INTRODUCTION:

“All it takes is a great idea to reach heights in the corporate sector.” All of us have been hearing this in some or the other form ever since. Entrepreneurs need to be very innovative in order to do well for themselves as well as their business/start-up. I present here a case study of such an innovative entrepreneur, who took a destructive risk while entering the industry her start-up now functions in – pet luxury. Just one in a thousand people can think of entering such an industry in the first place in India because it involves a lot of uncertainty related to buyers of the products offered.

FOUNDER:

Rashi Narang, an LSE alumni and a young Indian entrepreneur founded her very own company known as Heads Up For Tails back in 2008. But due to some reasons, she had to shift to Singapore for around 7 years soon after the inception of her brand new start-up. In the meantime, the industry started growing a lot as many copycat brands started scaling up. In 2015, Narang returned to India to tend to her start-up and within these two years, it has shown a magnificent amount of growth.

HISTORY:

After understanding the pet business and its growth in India. Rashi launched Heads Up For Tails after a year of research. Forming a team was the biggest task that was posed in-front of Rashi. Initially the business was completely managed by Rashi on her own. It raised $1,000,000 on Feb 2016 and $2,000,000 on Jan 30,2017 as its seed funding.

SERVICES:

Heads Up For Tails (HUFT) is an online store that sells pet products, mostly for dogs. Be it clothes, collars, leashes or bowls and feeders or bedding products, medicines, toys – there’s nothing which is not available with them. HUFT operates from the national capital, Delhi itself. Currently, around 50 people work in HUFT in India but the USA operations are held by a few more additional employees.

ACHIEVEMENTS:

The firm has been able to budge a total investment of $3 million since 2016 in two rounds; one seed of $1 million being sowed in 2016 itself and another one of $2 million in January, 2017. HUFTs investors have a versatile profile as they belong to different countries such as India, Singapore and the US. Rashi recalls that she often visited pet shops in order to buy suitable and much needed products for her dog but everything was quite underrated. As a result, she started designing things on her own which eventually took the form of a start-up idea. She wanted to come up with things that weren’t just being sold for the sake of earning revenue but things that actually were design centered and of course, pet-centric as well. Due to this, the prices of her products started to skyrocket. Products that were being sold in the markets for 100 bucks were offered by her for five times the price. It was mainly due to this very reason that her products got rejected by about 200 stores.

 GOALS:

But as they say, an entrepreneur either has to find a way or simply make one; Narang rented a small kiosk in the infamous SELECT Citywalk Mall of Delhi’s Saket and began her operations.

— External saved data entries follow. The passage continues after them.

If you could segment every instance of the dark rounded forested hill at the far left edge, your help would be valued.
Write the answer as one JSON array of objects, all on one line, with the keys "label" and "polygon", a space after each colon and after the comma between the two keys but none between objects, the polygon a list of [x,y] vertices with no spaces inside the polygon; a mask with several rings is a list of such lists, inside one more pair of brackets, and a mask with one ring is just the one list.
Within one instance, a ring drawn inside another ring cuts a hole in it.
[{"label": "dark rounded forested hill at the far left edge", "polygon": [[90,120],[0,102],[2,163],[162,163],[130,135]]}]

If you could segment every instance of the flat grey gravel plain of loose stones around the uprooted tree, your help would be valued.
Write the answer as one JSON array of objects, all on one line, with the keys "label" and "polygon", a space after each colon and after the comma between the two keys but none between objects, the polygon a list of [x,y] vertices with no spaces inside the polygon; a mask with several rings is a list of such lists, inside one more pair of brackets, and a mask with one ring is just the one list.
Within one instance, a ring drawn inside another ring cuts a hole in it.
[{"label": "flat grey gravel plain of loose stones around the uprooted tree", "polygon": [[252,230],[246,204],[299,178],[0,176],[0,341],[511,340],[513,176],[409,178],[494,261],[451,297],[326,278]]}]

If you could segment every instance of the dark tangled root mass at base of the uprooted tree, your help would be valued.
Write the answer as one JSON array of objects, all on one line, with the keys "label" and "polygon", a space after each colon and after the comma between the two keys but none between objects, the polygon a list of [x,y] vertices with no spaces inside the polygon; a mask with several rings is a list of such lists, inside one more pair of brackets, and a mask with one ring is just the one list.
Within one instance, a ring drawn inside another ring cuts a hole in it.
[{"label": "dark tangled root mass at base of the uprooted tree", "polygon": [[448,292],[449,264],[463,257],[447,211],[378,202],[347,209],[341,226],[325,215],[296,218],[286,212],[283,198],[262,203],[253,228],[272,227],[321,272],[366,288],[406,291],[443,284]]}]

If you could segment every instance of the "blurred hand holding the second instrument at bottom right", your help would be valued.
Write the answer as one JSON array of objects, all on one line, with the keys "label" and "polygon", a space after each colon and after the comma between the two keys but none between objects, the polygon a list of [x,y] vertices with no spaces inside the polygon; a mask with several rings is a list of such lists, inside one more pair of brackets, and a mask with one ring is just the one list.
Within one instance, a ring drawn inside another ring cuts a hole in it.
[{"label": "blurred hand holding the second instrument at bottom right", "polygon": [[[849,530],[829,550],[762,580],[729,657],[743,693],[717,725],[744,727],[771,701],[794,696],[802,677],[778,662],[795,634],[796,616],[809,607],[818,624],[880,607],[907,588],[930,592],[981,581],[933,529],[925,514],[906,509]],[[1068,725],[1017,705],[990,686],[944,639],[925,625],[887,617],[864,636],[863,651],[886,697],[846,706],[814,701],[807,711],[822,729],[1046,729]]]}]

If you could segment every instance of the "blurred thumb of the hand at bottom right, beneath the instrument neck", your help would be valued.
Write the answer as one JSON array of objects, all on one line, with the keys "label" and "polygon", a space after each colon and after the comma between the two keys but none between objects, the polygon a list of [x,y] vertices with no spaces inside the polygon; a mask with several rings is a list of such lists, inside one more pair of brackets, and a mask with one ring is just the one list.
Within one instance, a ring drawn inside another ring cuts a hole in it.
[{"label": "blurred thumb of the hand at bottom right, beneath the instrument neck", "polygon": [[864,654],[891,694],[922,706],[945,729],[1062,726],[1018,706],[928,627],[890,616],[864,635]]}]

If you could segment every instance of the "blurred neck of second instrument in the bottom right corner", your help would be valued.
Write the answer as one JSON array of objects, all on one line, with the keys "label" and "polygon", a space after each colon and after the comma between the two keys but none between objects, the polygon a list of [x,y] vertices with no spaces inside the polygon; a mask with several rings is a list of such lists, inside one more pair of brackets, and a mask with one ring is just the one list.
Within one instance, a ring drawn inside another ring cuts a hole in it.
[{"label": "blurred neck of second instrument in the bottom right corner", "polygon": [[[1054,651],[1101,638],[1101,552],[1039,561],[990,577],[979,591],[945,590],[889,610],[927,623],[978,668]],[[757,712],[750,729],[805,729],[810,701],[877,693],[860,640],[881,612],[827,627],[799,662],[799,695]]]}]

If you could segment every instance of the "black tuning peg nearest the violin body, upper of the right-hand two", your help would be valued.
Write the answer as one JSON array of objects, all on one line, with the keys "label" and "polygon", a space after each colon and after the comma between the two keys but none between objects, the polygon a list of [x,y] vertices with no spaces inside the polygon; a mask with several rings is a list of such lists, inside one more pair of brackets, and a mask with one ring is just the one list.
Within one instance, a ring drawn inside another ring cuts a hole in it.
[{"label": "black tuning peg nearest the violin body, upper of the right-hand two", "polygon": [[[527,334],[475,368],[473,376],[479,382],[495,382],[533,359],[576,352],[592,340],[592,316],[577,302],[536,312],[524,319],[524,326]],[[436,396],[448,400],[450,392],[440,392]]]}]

Little did she knew, an overwhelmingly positive response awaited her way which would eventually pave a way to online retail.

CONCLUSION:

Today, HUFT has evolved itself a lot and according to Narang, it earned revenue more than six times of last year which it intends to double by the end of the current financial year. It not only sells its own products online but even sells products of several third parties. Over the years, HUFT has covered up for the slow growth during the seven years of the founder’s separation, has beaten all copycat firms and has maintained a good name for itself in the pet product industry and will keep on doing the same in future!